In conclusion, we attempted to engineer a protein which both unipolarly localizes and pumps protons in E. coli. In this way, each E. coli cell will operate essentially like a single battery, generating a voltage along its length in response to light. By orienting an entire culture of E. coli such that the unipolar localization of the Voltage protein points in the same direction for all cells, the voltages would be additive like batteries in series generating a measurable voltage drop. In the end, we were able to demonstrate that, in the fusion protein, the rhodopsin maintained functionality, but we were unable to demonstrate complete, or replicable unipolar localization.

References

  1. Hou, Sing-Yi, et al. “Diversity of Chlamydomonas Channelrhodopsins.” Photochemistry and Photobiology, vol. 88, no. 1, 2011, pp. 119–128., doi:10.1111/j.1751-1097.2011.01027.x.
  2. Yamashita, Hayato, et al. “Role of trimer–trimer interaction of bacteriorhodopsin studied by optical spectroscopy and high-Speed atomic force microscopy.” Journal of Structural Biology, vol. 184, no. 1, 2013, pp. 2–11., doi:10.1016/j.jsb.2013.02.011.
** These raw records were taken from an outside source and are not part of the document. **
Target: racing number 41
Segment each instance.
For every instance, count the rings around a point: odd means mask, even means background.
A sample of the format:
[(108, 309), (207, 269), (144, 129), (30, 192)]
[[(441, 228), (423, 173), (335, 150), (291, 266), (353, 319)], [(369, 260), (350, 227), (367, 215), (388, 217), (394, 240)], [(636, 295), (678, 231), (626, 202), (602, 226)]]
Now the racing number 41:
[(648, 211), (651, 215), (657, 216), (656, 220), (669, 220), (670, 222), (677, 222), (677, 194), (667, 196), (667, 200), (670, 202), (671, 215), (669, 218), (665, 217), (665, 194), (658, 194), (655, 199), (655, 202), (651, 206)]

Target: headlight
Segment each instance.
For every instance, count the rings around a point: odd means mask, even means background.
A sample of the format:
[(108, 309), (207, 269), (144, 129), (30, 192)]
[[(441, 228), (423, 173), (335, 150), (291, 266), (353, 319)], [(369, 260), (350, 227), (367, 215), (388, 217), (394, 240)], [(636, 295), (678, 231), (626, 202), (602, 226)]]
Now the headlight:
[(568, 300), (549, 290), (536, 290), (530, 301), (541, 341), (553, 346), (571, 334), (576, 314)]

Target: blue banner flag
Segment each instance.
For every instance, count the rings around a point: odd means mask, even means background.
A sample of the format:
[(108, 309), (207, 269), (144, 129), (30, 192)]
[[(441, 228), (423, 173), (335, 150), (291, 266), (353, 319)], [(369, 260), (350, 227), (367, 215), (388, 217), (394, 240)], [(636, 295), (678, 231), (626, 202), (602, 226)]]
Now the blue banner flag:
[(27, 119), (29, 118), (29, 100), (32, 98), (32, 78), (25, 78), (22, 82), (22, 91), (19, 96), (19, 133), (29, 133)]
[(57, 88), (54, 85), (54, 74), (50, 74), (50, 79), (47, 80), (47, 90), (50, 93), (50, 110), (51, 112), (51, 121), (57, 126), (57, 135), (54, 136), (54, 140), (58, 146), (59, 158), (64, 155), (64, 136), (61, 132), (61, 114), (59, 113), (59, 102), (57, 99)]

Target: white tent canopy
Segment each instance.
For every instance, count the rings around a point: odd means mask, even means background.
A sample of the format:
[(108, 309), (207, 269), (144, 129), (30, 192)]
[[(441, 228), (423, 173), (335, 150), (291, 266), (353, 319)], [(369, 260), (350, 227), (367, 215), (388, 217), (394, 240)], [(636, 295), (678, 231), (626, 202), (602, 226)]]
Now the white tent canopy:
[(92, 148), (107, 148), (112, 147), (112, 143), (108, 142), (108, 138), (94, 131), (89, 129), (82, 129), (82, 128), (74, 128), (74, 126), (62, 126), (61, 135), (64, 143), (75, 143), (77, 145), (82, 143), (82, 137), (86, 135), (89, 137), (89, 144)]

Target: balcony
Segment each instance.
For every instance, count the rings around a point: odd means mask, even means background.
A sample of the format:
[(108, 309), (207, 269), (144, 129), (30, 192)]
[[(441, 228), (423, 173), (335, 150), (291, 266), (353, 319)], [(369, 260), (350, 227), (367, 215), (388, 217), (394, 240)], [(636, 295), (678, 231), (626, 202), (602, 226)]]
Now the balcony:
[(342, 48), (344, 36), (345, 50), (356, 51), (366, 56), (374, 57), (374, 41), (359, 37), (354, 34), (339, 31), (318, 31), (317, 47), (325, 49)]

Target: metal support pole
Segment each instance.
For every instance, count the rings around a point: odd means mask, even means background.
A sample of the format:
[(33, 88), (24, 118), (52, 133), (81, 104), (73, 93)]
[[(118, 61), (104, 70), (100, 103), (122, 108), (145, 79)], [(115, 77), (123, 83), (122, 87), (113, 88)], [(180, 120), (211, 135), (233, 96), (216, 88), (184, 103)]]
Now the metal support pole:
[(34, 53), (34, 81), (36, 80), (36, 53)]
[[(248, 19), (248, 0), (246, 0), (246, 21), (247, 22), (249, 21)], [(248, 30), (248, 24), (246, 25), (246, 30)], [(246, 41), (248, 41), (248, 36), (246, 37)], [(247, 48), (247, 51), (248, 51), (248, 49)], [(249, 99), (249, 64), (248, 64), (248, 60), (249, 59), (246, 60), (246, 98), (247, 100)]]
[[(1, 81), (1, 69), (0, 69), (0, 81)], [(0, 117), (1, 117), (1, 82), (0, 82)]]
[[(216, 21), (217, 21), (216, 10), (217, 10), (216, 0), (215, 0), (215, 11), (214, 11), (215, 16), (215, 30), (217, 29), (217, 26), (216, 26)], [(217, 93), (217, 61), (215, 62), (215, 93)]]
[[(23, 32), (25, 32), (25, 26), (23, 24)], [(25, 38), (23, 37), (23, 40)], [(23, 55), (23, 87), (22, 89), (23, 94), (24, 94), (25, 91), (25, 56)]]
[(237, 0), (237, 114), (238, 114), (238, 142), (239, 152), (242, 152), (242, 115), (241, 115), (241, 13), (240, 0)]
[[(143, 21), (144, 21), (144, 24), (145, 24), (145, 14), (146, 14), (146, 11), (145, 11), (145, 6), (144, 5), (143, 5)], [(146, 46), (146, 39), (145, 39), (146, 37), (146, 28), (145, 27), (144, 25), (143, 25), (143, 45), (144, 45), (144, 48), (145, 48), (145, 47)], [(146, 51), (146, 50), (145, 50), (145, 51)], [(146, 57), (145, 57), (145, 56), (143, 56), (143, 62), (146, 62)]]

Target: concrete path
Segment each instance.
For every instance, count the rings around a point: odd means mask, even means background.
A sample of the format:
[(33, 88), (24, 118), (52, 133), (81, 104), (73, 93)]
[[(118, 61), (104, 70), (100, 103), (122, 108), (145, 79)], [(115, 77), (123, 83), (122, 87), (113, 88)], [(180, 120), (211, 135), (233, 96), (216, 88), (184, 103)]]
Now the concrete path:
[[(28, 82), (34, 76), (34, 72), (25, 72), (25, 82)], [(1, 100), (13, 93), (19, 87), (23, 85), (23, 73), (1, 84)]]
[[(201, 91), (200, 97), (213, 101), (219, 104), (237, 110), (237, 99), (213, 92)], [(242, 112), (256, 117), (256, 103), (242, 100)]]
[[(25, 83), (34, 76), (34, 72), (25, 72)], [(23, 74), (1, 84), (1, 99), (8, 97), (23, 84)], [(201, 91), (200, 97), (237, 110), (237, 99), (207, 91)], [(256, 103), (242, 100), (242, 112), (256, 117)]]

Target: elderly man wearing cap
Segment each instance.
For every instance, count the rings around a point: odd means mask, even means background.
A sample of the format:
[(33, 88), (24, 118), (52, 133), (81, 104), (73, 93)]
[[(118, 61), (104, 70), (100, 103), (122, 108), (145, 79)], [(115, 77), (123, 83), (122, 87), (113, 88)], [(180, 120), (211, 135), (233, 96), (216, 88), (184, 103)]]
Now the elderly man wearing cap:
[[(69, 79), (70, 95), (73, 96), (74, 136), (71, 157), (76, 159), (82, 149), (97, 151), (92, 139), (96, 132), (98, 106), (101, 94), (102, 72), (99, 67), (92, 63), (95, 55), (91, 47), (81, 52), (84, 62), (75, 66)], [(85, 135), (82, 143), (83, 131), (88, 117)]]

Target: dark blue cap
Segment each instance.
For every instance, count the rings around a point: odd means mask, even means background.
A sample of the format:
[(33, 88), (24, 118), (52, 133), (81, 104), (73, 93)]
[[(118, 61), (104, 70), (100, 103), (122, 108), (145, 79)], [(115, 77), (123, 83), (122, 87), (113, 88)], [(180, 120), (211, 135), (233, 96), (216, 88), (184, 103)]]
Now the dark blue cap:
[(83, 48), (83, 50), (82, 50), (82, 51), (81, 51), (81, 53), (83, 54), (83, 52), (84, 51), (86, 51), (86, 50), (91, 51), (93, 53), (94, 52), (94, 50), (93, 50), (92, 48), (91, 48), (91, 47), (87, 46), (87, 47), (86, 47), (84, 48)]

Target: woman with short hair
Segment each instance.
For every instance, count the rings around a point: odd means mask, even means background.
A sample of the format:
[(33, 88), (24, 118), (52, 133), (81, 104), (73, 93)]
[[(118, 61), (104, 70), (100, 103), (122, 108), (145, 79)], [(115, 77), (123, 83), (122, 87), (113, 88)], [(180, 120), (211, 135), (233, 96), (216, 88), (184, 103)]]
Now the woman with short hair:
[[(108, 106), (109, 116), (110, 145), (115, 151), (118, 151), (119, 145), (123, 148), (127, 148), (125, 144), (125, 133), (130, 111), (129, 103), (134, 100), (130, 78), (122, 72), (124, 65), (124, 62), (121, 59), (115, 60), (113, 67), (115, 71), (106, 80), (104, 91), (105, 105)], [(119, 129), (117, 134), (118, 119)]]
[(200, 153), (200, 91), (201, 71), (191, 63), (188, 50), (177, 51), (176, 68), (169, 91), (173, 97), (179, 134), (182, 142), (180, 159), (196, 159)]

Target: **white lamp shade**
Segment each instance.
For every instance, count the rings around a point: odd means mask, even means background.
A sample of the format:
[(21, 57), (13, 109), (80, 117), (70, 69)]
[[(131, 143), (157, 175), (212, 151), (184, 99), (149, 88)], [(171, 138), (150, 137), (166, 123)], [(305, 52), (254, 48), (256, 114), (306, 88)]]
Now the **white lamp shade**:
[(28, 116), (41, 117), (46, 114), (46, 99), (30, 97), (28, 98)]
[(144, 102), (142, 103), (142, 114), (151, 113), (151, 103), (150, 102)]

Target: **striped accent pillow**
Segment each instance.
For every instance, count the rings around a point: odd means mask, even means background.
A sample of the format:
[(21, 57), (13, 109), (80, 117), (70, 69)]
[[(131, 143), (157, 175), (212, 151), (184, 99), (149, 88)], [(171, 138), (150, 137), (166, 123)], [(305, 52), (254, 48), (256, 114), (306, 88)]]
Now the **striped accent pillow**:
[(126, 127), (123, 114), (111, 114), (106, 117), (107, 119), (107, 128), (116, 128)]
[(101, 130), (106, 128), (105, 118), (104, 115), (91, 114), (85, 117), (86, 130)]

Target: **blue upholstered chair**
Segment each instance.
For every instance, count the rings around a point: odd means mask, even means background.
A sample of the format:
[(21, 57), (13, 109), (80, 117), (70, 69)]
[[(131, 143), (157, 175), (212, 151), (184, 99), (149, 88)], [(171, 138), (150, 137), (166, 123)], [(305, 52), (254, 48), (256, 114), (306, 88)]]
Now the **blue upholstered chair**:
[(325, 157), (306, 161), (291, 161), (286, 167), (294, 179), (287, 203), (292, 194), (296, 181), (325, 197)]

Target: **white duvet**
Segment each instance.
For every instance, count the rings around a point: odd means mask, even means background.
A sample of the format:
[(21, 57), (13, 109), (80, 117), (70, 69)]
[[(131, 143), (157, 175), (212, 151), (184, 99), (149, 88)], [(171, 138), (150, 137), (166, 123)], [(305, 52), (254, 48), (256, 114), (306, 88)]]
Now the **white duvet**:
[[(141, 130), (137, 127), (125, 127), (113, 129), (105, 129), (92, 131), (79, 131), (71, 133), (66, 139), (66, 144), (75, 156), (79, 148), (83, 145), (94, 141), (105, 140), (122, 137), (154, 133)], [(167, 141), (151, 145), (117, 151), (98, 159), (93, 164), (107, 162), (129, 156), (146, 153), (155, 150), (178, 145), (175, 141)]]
  3. Bamann, Christian, et al. “Proteorhodopsin.” Biochimica et Biophysica Acta (BBA) - Bioenergetics, vol. 1837, no. 5, 2014, pp. 614–625., doi:10.1016/j.bbabio.2013.09.010.
  4. Hussain, Sunyia, et al. “Functional Consequences of the Oligomeric Assembly of Proteorhodopsin.” Journal of Molecular Biology, vol. 427, no. 6, 2015, pp. 1278–1290., doi:10.1016/j.jmb.2015.01.004.
  5. “Part:BBa_K773002.” Part:BBa K773002, parts.igem.org/Part:BBa_K773002.
  6. Stone, Katherine M., et al. “Structural Insight into Proteorhodopsin Oligomers.” Biophysical Journal, vol. 104, no. 2, 2013, pp. 472–481., doi:10.1016/j.bpj.2012.11.3831.
  7. Doyle, Matthew Thomas, et al. “A small conserved motif supports polarity augmentation of Shigella flexneri IcsA.” Microbiology, vol. 161, no. 11, Jan. 2015, pp. 2087–2097., doi:10.1099/mic.0.000165.
  8. “ProteinPaintbox®.” ATUM, www.atum.bio/products/protein-paintbox#2.
  9. Sineshchekov, Oleg A., and John L. Spudich. “Light-Induced intramolecular charge movements in microbial rhodopsins in intact E. coli cells.” Photochemical & Photobiological Sciences, vol. 3, no. 6, 2004, p. 548., doi:10.1039/b316207a.
  10. Walter, J. M., et al. “Light-Powering Escherichia coli with proteorhodopsin.” Proceedings of the National Academy of Sciences, vol. 104, no. 7, Feb. 2007, pp. 2408–2412., doi:10.1073/pnas.0611035104.